Im Ergebnis wird nur eine Handvoll von Polizeibeamt:innen wegen Körperverletzung im Amt verurteilt. Melzer weist aber zu Recht darauf hin, dass selbst die beste Polizei der Welt statistisch ein gewisses Maß rechtswidriger Gewalt produzieren wird. Die geringen Verurteilungsquoten können deshalb und angesichts der eben beschriebenen Problematiken und Forschungserkenntnisse nicht etwa als Beleg dafür herangezogen werden, dass deutsche Polizist:innen so gut wie nie rechtswidrige Gewalt anwenden, sondern lassen im Gegenteil befürchten, dass ihre Kontrolle und Aufarbeitung nur sehr eingeschränkt funktioniert. Neben einer effektiven Kennzeichnungspflicht wird daher schon seit langem die Einrichtung unabhängiger externer Beschwerdestellen zur Aufklärung polizeilichen Fehlverhaltens diskutiert. Mindestens ebenso erforderlich scheint, dass sich die Polizei der Problematik stellt und damit beginnt, eine eigene Fehlerkultur zu entwickeln.
Die Proteste der Corona-Leugner:innen, die den Anlass für Melzers grundsätzliche Kritik boten, stellen insoweit keine Besonderheit dar, sondern verdeutlichen vielmehr den Normalzustand des Umgangs mit problematischer polizeilicher Gewalt in Deutschland. Ungewöhnlich ist allenfalls die breite Aufmerksamkeit, die die Vorfälle erfahren haben, wenngleich in den vergangenen Jahren durchaus eine Tendenz zu einer kritischeren zivilgesellschaftlichen Auseinandersetzung mit polizeilicher Gewalt zu beobachten ist.

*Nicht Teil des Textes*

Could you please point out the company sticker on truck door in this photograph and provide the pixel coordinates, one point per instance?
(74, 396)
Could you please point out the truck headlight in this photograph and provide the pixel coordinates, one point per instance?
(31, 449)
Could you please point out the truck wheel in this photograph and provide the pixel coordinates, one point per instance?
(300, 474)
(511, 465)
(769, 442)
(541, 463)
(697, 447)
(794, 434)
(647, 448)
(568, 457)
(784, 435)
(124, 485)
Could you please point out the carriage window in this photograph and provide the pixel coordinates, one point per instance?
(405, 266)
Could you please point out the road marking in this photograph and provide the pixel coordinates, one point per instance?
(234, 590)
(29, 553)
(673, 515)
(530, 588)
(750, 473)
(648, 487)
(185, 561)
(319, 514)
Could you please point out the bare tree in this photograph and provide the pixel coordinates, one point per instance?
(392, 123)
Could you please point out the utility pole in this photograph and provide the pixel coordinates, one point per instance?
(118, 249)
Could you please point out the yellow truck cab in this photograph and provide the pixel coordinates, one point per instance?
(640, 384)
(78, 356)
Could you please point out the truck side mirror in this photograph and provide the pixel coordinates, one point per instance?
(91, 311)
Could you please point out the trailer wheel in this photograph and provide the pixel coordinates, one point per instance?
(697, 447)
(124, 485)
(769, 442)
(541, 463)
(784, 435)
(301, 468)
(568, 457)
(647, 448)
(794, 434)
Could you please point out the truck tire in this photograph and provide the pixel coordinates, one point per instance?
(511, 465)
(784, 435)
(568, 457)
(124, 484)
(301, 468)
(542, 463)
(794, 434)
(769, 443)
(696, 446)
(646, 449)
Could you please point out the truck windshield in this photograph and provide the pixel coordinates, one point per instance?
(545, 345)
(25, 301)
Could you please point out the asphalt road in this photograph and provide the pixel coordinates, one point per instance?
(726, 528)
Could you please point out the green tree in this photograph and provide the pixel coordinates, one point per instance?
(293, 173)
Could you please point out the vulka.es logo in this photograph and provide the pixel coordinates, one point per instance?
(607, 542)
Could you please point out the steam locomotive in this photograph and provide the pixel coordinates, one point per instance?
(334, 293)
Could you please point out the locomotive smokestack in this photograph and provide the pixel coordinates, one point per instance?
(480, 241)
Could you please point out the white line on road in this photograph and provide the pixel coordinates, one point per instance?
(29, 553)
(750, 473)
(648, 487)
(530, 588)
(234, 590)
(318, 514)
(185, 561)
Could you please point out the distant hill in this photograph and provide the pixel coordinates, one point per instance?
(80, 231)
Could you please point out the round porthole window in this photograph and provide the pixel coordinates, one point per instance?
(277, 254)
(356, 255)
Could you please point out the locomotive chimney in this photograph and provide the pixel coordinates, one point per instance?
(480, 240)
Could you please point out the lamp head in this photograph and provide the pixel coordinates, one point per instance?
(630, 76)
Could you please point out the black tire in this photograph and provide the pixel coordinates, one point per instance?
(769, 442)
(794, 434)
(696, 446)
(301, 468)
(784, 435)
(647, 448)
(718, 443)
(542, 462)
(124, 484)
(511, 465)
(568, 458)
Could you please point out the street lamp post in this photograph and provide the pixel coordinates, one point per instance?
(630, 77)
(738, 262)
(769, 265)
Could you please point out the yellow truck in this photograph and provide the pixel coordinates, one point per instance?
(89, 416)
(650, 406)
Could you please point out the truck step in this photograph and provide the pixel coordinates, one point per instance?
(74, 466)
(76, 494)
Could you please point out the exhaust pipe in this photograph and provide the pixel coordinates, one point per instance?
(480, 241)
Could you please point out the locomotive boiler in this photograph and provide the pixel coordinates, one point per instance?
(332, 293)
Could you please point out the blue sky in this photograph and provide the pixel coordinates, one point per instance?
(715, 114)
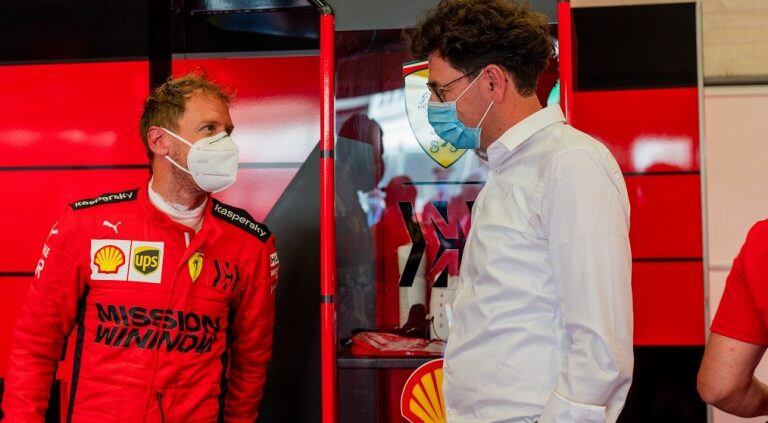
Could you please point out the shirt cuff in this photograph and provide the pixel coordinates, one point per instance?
(559, 409)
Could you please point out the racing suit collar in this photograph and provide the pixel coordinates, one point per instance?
(208, 232)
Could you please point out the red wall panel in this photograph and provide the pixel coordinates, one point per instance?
(666, 216)
(668, 303)
(72, 114)
(39, 198)
(257, 190)
(646, 130)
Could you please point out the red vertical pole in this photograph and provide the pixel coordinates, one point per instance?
(565, 40)
(327, 222)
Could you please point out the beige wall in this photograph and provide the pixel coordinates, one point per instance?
(736, 162)
(735, 40)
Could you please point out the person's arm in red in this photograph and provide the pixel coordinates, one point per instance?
(738, 339)
(46, 319)
(251, 337)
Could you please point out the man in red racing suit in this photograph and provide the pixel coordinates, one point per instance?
(173, 323)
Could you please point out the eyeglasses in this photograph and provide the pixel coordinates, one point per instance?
(438, 90)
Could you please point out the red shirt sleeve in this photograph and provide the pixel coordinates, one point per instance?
(738, 316)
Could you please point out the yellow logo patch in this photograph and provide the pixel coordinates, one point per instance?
(108, 259)
(195, 265)
(146, 260)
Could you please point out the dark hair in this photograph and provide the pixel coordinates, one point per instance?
(471, 34)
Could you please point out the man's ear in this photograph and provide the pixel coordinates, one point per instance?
(159, 141)
(498, 81)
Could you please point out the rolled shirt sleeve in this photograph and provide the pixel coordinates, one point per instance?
(586, 214)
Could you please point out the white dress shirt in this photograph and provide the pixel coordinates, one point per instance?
(542, 320)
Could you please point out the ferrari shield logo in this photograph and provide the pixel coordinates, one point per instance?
(416, 100)
(195, 264)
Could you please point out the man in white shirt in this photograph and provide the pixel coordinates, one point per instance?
(542, 320)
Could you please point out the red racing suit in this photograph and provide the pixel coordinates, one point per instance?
(171, 325)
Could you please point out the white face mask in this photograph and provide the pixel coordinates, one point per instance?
(212, 161)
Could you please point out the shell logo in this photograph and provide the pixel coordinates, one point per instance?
(108, 259)
(422, 398)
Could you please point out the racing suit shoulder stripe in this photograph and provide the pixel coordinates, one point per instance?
(106, 198)
(78, 355)
(240, 218)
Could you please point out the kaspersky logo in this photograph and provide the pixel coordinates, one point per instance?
(146, 259)
(416, 100)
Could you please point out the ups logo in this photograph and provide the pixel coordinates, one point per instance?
(146, 260)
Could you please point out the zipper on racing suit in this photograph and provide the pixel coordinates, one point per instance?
(160, 406)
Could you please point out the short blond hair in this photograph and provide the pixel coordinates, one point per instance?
(165, 106)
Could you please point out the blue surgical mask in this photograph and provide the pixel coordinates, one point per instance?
(445, 121)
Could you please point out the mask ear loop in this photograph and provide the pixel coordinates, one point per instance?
(178, 137)
(168, 157)
(468, 87)
(485, 114)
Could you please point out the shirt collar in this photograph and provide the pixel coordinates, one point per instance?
(522, 131)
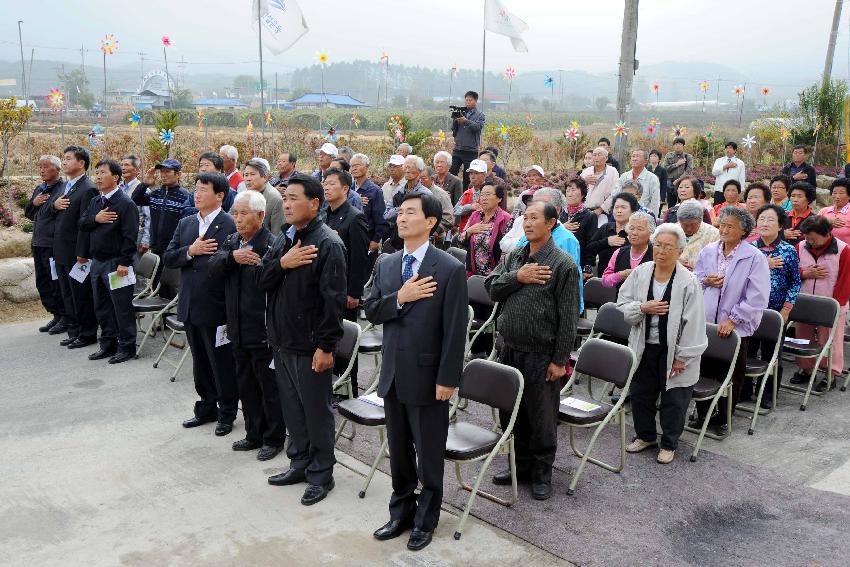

Einer der Gründe für die erhöhte Aufmerksamkeit dieser Fälle bei den Protesten der Corona-Leugner:innen wird wohl auch darin liegen, dass die betroffene Gruppe hier eine besondere war. Denn polizeiliche Maßnahmen und Gewaltausübungen richten sich nicht gegen alle Menschen und Gruppen in der Gesellschaft in gleicher Weise, sondern betreffen marginalisierte oder außerhalb der Mehrheitsgesellschaft stehende Gruppen besonders. Die Funktion der Polizei besteht schließlich darin, eine bestimmte Ordnung aufrechtzuerhalten und durchzusetzen. Polizieren ist deshalb in erster Linie das Polizieren der Anderen, derjenigen, die im Widerspruch zu dieser Ordnung oder an ihrem Rand zu stehen scheinen. Mit Blick auf die Zusammensetzung der Proteste der Corona-Leugner:innen hat sich die polizeiliche Gewalt in diesen Fällen nun auch gegen Bevölkerungsgruppen gerichtet, die damit ansonsten selten oder gar nicht konfrontiert sind. Ein eher ungewohntes Bild, das in anderer Weise Aufsehen erregt – obwohl problematische polizeiliche Gewaltausübungen in anderen Kontexten oft eine ganz andere Dimension erreichen.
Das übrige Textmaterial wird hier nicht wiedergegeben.